2015 is well underway, and new years for me have always been
a cause of intense reflection for the last six years, ever since my life
meandered off into a completely different direction.
My reflection of 2014, though, is much different than past
reflections. Much, much different.
It is, as I told L as the year was winding down, the first
year that I have not looked back and had regrets over things that had happened.
It was the first time where, shortly before the clock struck midnight, I was
not filled with a sense of relief that the year was over.
It was a good year.
It was a very good year.
It was one of the best years for L and I. If you have
followed the blog from the beginning, you have seen posts where we have alluded
to our lives as being on top of “shit mountain”; so firmly on top at times that
we wondered when we could come back down. We struggled with issues and
situations both inside and outside of our control, and all along the way,
through the good or bad, we embraced our D/s dynamics as a way to survive it.
Even that had its falterings. I was not always a good Dom and L was not always
a good sub.
But 2014..2014 was way different. We had some struggles, but
they were just regular day to day struggles…job changes, financial problems,
worrying over how the kids were doing in school…they were simply the regular
struggles that couples and families all across the world change. And, like
regular couples, we worked through them, and we worked through them quite well.
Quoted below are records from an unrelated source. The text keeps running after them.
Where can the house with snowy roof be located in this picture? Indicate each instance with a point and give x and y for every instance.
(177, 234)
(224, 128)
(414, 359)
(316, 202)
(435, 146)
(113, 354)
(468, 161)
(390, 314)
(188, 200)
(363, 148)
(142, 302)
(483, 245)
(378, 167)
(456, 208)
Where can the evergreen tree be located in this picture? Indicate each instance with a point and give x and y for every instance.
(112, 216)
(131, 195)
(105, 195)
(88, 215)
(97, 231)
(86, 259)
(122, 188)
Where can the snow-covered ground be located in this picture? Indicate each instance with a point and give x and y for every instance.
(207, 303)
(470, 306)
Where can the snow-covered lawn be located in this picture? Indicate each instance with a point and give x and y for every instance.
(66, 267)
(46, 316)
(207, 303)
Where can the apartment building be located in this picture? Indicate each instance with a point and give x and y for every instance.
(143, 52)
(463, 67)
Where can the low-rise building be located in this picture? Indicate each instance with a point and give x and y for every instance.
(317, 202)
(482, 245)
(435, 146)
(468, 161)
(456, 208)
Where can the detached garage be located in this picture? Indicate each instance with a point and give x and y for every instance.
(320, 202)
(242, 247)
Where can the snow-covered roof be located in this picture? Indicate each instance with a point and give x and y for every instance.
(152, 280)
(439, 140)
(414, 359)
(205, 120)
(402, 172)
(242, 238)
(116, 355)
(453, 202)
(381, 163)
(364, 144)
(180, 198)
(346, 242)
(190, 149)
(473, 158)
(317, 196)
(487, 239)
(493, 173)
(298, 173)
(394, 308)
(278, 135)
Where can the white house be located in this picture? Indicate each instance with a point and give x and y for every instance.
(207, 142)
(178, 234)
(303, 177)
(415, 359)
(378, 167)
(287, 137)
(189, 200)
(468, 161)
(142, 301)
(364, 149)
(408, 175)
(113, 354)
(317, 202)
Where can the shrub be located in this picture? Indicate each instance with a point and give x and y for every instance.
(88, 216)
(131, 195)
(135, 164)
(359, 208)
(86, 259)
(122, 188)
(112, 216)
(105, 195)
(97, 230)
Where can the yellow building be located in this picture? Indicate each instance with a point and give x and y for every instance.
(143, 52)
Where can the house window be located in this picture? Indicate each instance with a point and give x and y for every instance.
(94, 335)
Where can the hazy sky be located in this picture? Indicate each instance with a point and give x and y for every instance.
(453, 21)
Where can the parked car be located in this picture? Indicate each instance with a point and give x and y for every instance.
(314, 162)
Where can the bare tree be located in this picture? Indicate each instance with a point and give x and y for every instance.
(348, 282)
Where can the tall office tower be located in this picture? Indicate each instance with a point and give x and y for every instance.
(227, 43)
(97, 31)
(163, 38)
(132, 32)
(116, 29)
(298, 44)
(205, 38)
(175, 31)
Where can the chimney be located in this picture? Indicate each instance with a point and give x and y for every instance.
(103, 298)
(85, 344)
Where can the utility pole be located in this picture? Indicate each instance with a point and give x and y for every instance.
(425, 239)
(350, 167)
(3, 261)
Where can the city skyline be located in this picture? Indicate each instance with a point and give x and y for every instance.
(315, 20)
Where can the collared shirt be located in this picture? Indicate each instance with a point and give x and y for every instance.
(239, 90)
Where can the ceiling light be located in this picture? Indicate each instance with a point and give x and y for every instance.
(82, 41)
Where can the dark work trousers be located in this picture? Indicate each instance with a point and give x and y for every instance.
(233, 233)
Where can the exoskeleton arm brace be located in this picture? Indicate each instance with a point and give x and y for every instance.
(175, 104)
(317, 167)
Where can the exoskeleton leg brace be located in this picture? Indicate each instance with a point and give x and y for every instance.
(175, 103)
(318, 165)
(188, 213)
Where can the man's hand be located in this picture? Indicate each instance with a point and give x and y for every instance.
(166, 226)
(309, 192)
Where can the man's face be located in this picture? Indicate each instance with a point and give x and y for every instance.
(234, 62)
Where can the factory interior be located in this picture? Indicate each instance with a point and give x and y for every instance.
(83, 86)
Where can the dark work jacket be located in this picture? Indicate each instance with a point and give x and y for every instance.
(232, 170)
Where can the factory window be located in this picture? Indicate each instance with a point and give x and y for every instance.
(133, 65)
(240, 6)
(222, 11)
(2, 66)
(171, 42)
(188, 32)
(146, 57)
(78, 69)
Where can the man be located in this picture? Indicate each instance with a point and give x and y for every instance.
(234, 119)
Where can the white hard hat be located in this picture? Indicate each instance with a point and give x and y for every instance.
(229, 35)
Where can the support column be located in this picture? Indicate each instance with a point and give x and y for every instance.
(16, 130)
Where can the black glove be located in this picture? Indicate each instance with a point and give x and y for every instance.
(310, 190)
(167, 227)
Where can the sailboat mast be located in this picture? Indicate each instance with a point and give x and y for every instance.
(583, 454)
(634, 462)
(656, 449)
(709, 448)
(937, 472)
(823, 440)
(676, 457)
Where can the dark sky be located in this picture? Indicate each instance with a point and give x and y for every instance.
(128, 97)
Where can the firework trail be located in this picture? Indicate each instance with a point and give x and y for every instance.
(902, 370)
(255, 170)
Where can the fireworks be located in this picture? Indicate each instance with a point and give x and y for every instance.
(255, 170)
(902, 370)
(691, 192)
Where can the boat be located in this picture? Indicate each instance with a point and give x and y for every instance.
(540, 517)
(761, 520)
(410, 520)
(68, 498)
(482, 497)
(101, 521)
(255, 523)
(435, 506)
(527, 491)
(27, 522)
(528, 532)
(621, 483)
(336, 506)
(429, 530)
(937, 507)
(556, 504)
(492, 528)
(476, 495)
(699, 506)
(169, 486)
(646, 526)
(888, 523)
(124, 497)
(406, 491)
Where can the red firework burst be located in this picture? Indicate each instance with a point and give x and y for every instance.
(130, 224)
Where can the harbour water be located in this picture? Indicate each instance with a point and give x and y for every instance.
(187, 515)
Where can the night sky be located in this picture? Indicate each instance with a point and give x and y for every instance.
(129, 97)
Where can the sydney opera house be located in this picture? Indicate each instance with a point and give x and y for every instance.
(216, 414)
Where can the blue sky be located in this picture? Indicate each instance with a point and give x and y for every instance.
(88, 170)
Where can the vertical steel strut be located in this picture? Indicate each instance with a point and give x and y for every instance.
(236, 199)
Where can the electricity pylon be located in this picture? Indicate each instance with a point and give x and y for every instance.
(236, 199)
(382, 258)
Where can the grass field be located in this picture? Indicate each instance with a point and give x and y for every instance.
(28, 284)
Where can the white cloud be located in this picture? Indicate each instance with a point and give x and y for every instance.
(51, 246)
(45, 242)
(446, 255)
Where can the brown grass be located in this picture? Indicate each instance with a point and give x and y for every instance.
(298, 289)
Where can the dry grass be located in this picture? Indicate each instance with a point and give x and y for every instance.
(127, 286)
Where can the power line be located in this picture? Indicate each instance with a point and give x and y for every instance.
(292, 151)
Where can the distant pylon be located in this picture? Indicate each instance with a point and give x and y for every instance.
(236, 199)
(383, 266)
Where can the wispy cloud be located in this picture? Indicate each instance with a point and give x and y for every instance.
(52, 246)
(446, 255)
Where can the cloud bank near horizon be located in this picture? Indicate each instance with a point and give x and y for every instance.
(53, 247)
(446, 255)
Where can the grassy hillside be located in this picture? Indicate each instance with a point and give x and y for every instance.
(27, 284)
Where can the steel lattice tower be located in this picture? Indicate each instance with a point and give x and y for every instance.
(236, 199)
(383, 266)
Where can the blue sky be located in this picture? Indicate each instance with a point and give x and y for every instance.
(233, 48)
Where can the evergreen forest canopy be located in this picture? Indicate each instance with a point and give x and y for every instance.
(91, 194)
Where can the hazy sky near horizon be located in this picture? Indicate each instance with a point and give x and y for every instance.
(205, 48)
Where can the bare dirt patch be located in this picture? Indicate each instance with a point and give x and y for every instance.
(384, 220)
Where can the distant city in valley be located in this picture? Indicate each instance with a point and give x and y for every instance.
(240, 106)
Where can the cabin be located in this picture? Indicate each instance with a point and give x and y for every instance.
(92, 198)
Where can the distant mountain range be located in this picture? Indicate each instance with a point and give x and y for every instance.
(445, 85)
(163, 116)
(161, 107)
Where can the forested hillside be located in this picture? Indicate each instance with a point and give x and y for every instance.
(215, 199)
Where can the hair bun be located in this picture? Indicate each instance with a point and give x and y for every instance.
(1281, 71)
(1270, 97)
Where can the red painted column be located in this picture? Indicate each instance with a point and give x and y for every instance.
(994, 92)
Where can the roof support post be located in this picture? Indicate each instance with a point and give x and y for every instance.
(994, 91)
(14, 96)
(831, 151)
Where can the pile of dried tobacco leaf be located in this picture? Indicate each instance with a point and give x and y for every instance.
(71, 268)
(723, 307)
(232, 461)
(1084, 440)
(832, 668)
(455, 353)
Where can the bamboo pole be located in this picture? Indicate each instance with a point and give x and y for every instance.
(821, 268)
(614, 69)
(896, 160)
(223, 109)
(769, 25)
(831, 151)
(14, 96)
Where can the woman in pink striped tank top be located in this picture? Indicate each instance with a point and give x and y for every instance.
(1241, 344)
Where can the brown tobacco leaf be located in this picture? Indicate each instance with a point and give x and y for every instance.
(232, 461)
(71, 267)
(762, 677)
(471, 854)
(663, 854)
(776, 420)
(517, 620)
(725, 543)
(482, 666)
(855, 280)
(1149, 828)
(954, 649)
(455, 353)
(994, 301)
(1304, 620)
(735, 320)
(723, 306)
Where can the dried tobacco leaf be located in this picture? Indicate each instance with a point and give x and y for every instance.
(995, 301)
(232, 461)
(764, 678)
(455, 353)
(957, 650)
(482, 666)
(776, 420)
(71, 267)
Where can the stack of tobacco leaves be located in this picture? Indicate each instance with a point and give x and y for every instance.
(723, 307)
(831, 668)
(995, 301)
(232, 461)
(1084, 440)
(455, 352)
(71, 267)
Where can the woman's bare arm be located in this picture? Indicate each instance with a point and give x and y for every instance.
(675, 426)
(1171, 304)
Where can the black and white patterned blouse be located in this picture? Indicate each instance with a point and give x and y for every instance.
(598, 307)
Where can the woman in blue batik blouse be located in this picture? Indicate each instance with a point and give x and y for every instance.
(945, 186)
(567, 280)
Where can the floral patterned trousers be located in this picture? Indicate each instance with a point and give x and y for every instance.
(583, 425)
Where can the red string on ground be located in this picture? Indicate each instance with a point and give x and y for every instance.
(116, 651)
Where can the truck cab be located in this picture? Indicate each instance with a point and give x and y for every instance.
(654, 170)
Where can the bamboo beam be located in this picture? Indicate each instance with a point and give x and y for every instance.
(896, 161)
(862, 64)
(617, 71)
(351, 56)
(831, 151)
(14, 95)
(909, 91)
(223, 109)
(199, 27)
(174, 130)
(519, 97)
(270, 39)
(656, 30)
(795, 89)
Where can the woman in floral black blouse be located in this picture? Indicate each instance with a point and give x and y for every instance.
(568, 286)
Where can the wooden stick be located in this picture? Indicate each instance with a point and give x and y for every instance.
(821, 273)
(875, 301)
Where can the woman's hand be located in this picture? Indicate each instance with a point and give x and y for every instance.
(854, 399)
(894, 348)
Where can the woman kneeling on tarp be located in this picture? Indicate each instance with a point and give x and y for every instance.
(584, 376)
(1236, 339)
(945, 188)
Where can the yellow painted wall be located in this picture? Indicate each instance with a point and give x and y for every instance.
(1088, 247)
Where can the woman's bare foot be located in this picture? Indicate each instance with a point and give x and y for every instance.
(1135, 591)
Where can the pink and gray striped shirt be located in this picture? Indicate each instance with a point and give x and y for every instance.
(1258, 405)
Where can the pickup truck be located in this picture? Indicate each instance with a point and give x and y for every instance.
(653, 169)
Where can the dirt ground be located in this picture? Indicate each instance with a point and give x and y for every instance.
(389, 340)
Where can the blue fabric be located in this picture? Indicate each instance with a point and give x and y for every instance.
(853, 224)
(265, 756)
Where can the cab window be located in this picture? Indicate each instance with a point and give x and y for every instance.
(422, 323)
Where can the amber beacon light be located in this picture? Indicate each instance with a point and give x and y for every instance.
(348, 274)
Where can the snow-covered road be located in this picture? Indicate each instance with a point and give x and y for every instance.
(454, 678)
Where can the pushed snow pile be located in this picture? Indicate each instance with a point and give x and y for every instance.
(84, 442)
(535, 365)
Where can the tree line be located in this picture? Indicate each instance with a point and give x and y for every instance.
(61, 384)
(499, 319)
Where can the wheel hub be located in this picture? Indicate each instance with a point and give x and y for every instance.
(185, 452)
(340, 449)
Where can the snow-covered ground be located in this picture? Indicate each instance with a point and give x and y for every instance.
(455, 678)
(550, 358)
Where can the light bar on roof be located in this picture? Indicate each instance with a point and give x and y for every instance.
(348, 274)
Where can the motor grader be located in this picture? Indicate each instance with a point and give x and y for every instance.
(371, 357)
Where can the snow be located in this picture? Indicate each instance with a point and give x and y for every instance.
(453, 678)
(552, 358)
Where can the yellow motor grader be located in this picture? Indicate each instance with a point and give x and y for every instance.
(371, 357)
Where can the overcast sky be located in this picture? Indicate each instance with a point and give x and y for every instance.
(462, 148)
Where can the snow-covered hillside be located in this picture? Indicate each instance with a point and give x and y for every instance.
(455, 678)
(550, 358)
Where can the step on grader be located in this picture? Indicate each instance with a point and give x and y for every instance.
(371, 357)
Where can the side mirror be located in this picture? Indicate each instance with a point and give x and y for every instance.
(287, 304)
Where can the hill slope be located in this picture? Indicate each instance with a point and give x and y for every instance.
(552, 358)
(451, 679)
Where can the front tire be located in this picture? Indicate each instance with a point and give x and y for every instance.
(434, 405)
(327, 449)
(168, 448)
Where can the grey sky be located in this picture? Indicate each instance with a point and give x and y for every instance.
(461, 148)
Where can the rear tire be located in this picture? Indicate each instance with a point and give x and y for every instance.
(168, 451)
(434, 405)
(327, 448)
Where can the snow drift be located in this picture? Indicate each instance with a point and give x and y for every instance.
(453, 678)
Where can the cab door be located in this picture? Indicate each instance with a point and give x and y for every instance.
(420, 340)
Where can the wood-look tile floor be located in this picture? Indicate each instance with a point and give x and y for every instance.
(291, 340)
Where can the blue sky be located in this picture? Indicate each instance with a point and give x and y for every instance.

Sometimes we worked through them using the D/s dynamics, other times we just
did what other high-functioning and well-matched couples do. We had a couple of
arguments…hey, no one’s perfect..
But, still…
It was a good year.
It was a very good year.
After what seemed like a life time on top of shit mountain,
L and I removed ourselves off of it completely. Then, once we were off, we
threw a stick of dynamite at it and blew that motherfucker up.